Narrada como que ao ritmo da memória, partindo da história de Quina para divagar rumo a outras figuras, passadas e futuras, esta é uma história que, complexa no tempo e nas personagens que a povoam, nunca será de leitura fácil. É necessária toda a atenção para assimilar os muitos pormenores, os cruzamentos entre vidas e os caminhos e escolhas nos rumos de cada personagem. E, assim, o ritmo da narrativa é, inevitavelmente pausado, dispersando-se entre os muitos ramos que constituem a totalidade da história.
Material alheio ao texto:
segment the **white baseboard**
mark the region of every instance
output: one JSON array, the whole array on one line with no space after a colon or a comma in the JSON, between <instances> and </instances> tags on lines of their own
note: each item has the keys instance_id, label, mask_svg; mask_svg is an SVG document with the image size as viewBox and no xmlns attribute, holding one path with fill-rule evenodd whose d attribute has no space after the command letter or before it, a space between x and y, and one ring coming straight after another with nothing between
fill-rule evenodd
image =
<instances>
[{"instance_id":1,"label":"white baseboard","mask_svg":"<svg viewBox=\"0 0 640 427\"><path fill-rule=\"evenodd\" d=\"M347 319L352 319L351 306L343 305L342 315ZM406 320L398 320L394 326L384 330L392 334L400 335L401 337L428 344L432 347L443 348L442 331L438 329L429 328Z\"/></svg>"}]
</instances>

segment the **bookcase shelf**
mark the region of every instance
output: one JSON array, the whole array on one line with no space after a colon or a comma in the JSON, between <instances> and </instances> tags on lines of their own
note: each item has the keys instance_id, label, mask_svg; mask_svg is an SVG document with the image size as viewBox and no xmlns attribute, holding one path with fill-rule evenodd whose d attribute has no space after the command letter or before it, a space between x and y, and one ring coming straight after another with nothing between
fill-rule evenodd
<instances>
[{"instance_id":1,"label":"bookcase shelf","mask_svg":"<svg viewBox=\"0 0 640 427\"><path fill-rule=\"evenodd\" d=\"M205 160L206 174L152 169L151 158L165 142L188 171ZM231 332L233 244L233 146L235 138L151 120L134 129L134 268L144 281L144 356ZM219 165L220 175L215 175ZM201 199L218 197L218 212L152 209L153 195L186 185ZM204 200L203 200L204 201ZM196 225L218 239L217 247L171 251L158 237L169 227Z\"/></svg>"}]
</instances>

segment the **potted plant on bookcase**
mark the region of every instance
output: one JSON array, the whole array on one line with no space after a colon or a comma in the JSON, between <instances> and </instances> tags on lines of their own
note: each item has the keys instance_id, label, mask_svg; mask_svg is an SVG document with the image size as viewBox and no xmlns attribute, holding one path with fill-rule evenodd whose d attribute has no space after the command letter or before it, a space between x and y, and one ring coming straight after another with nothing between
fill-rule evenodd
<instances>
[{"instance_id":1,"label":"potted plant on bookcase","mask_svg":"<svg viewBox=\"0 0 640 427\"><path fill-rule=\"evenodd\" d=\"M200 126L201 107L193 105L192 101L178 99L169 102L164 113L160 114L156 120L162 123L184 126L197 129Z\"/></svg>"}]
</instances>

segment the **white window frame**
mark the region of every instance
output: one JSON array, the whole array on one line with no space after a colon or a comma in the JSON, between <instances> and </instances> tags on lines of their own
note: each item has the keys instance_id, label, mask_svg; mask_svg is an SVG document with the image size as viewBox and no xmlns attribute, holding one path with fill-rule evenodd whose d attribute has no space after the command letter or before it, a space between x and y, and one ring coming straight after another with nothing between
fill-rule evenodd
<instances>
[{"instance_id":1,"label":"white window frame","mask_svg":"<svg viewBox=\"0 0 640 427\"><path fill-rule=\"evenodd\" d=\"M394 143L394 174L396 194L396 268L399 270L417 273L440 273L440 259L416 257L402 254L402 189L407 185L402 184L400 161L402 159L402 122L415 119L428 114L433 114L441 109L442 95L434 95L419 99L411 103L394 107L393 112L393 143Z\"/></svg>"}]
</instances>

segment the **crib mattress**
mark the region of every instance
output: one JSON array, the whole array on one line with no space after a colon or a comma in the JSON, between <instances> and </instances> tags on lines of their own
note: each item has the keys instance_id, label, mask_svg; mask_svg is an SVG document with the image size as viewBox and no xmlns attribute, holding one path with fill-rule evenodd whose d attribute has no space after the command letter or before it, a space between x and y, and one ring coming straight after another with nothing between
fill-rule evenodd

A própria escrita contribui para este ritmo pausado, com o seu registo introspectivo e, por vezes, de divagação, mas em que há uma estranha poesia em cada frase e em cada momento narrado. É como se, das próprias palavras se construísse a aura enigmática que rodeia toda a vida da protagonista, uma vida que se constrói sem grandes dramatismos, mas através de pequenos momentos marcantes e de um caminho onde as poucas - mas marcantes - grandes mudanças são como um rasgo de intensidade na calma geral.
O que acontece, então, é que lugares e personagens se vão entranhando, aos poucos, na memória, sem nunca se tornarem completamente conhecidas. Há tanto de revoltante como de comovente nos seus comportamentos e ainda a insinuação de uma maior complexidade naquilo que é deixado por dizer. E, assim, a história deixa de ser apenas a das personagens, mas transforma-se em reflexo de algo de mais vasto. Os interesses e as quezílias que aproximam ou separam as personagens são parte de uma história comum a muitos. E, quanto à passagem do tempo, ou ao surgir de tempos de mudança, há toda uma série de questões que se reflectem no comportamento ou nas ponderações das personagens. Que são apresentadas como suas, mas que se estendem numa perspectiva mais ampla.
O que fica, pois, terminada a leitura, é a passagem de uma impressão de estranheza e de distância à percepção de uma vasta complexidade, onde o particular e o universal se confundem. E onde nada é fácil e tudo exige esforço, mas um esforço que acaba por compensar. Vale a pena, pois.